Chrysantheme, Winteraster

Tipps, Tricks und Alles über Pflege, Standort und Pflanzenschutz.
Chrysantheme, Winteraster

Pflanzenfamilie

Asteraceae (Korbblütler)

Allgemein

Chrysanthemen waren früher einmal typische Herbstblumen. Heute gibt es sie fast das ganze Jahr über in vielen Blütenfarben zu kaufen. Im Zimmer sind sie pflegeleicht, brauchen allerdings viel Wasser. Die Topfchrysanthemen, ihrer natürlichen Blütezeit wegen gelegentlich auch Winterastern genannt, sind im Garten so schön wie in der Vase, im herbstlichen Balkonkasten so dekorativ wie auf der Fensterbank. Und sie sind so preiswert, dass man gleich eine große Schale mit vielen Pflanzen füllen kann.

Arten

Wer von Topfchrysanthemen spricht, meint eigentlich immer Dendranthema-Indicum-Hybriden (früher Chrysanthemum-Indicum- Hybriden). Sie werden vor allem in China und Japan gezüchtet, als Mischlinge dort heimischer Arten. Das Sortiment ist groß, teilt sich auf in einfache, halbgefüllte und gefüllte Sorten, in klein-, mittel- und großblumige - und natürlich in unzählige Blütenfarben von Schneeweiß bis hin zum dunklen Braun.

Standort

Wie bei den meisten Herbst- und Winterpflanzen hält auch bei den Chrysanthemen die Blütenpracht am längsten, wenn sie kühl stehen.

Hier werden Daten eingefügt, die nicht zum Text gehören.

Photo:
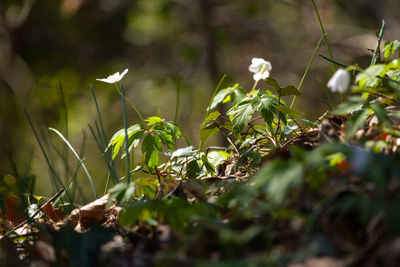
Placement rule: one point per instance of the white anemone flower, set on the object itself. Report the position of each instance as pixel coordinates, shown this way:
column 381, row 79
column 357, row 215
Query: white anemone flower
column 116, row 77
column 340, row 81
column 261, row 68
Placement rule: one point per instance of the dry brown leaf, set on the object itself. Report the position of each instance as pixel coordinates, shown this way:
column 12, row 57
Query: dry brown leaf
column 90, row 214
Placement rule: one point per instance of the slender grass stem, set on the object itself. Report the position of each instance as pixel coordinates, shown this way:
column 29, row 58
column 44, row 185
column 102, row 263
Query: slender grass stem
column 78, row 158
column 104, row 154
column 178, row 99
column 333, row 61
column 119, row 89
column 103, row 136
column 323, row 32
column 377, row 51
column 215, row 92
column 308, row 67
column 52, row 170
column 99, row 114
column 128, row 175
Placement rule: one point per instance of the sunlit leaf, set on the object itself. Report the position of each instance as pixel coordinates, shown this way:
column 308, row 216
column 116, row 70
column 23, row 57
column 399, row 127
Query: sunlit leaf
column 242, row 114
column 153, row 120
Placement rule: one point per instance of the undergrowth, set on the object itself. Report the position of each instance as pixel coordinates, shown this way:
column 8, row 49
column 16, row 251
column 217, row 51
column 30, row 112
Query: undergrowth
column 285, row 190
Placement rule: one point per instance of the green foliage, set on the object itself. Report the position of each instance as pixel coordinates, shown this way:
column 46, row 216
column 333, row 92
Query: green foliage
column 283, row 91
column 390, row 48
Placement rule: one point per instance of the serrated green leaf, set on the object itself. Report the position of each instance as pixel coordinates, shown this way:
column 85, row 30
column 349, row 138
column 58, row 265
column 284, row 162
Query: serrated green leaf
column 382, row 114
column 118, row 139
column 242, row 114
column 283, row 91
column 277, row 177
column 273, row 83
column 193, row 169
column 211, row 117
column 220, row 96
column 356, row 122
column 237, row 95
column 148, row 143
column 184, row 152
column 153, row 120
column 368, row 77
column 289, row 111
column 209, row 167
column 265, row 105
column 353, row 104
column 207, row 132
column 390, row 48
column 290, row 90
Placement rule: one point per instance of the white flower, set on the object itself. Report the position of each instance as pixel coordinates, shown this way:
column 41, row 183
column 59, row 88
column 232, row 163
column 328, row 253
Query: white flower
column 116, row 77
column 261, row 68
column 340, row 81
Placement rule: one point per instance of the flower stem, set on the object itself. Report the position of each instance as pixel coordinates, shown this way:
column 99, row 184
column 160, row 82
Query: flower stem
column 324, row 33
column 132, row 105
column 308, row 66
column 122, row 92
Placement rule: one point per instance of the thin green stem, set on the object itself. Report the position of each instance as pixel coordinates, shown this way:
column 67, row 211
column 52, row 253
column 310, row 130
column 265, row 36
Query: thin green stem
column 254, row 85
column 52, row 171
column 308, row 67
column 78, row 158
column 132, row 105
column 215, row 92
column 323, row 32
column 128, row 175
column 103, row 137
column 333, row 61
column 178, row 98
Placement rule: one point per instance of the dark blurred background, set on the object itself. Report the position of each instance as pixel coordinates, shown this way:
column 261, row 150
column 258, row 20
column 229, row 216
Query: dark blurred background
column 163, row 43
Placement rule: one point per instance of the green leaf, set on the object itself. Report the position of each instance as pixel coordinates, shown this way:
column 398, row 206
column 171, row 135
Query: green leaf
column 356, row 122
column 290, row 90
column 242, row 114
column 265, row 105
column 382, row 114
column 273, row 83
column 207, row 132
column 209, row 167
column 285, row 91
column 153, row 120
column 354, row 103
column 237, row 95
column 117, row 141
column 149, row 149
column 390, row 48
column 220, row 96
column 368, row 77
column 277, row 178
column 193, row 169
column 211, row 117
column 184, row 152
column 289, row 111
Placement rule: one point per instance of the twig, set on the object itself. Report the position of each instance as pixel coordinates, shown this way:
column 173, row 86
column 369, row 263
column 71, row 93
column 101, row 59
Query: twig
column 37, row 212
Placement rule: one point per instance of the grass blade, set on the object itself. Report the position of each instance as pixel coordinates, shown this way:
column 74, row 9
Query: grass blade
column 52, row 171
column 323, row 32
column 103, row 137
column 128, row 175
column 78, row 158
column 215, row 92
column 104, row 154
column 308, row 67
column 333, row 61
column 178, row 98
column 378, row 44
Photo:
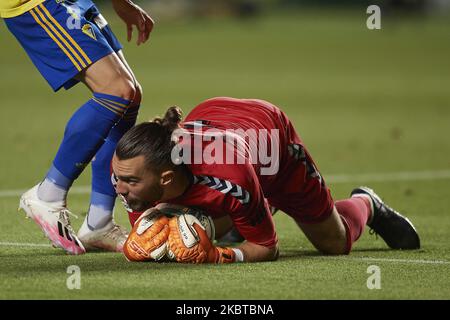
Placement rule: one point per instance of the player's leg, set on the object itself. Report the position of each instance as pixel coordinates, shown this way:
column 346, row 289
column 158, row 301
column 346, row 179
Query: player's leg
column 337, row 233
column 334, row 227
column 99, row 230
column 60, row 53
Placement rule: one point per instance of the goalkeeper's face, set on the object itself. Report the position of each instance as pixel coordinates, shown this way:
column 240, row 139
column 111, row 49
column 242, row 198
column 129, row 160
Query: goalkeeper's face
column 140, row 187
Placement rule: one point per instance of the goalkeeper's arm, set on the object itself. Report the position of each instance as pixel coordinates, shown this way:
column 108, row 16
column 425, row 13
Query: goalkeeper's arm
column 192, row 245
column 253, row 252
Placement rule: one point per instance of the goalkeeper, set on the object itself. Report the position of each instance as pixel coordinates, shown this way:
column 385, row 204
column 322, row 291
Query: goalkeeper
column 169, row 161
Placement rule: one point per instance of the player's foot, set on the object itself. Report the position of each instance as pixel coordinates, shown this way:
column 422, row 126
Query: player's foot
column 53, row 218
column 109, row 238
column 396, row 230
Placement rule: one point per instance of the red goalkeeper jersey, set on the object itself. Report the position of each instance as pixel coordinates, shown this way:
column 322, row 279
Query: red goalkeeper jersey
column 238, row 177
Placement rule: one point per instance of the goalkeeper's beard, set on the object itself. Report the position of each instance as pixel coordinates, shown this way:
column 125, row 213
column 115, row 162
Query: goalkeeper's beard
column 136, row 204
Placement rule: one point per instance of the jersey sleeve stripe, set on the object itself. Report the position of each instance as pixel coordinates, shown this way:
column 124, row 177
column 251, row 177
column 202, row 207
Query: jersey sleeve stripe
column 225, row 187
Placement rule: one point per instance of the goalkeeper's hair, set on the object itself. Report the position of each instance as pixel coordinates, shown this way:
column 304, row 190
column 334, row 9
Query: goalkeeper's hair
column 153, row 140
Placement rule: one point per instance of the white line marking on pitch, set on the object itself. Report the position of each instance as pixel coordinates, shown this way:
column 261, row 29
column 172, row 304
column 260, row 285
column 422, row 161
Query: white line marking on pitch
column 330, row 178
column 17, row 244
column 368, row 259
column 360, row 259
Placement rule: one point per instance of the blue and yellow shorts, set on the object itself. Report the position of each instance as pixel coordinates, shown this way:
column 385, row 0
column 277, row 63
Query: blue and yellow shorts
column 63, row 37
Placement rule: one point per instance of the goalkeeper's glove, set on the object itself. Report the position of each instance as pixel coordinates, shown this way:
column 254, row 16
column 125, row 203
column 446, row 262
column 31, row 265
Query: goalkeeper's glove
column 189, row 243
column 148, row 238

Da aber im August/September, wenn die Chrysanthemen in Hülle und Fülle verkauft werden, sowieso noch wenig geheizt wird, können sie ruhig auch die Wohnzimmerfensterbank schmücken. Zum Überwintern allerdings müssen die abgeblühten Pflanzen wirklich kühl stehen, bei etwa 8 Grad. Chrysanthemen brauchen viel Licht, mögen aber keine grelle Sonne.

Pflege

Während der Blütezeit müssen die Pflanzen täglich gegossen werden. Die großen Blätter hängen sonst sehr schnell schlapp herunter, erholen sich aber nach dem nächsten gründlichen Wässern wieder. Nach der Blüte werden die Triebe etwa fingerlang über dem Topf abgeschnitten. Während der Ruhezeit nur so viel gießen, dass die Erde nicht austrocknet. Im Frühjahr kommen die Pflanzen in frische Erde und treiben wieder neu aus. Damit sie niedrig und buschig bleiben, sollten Sie die neuen Triebe mehrmals stutzen. Während der Hauptwachstumszeit im Sommer wird alle zwei Wochen gedüngt.

Vermehrung

Wenn überwinterte Pflanzen im Frühjahr wieder neu austreiben, können Sie Stecklinge schneiden. Nehmen Sie bis 8 cm lange Triebspitzen. Bei etwa 16-18 Grad, in einem leicht feuchten Erde-Sand-Gemisch, bilden sie schnell Wurzeln. Auch hier ist es wichtig, dass der Nachwuchs rechtzeitig und mehrmals gestutzt wird, damit sich viele Seitentriebe bilden.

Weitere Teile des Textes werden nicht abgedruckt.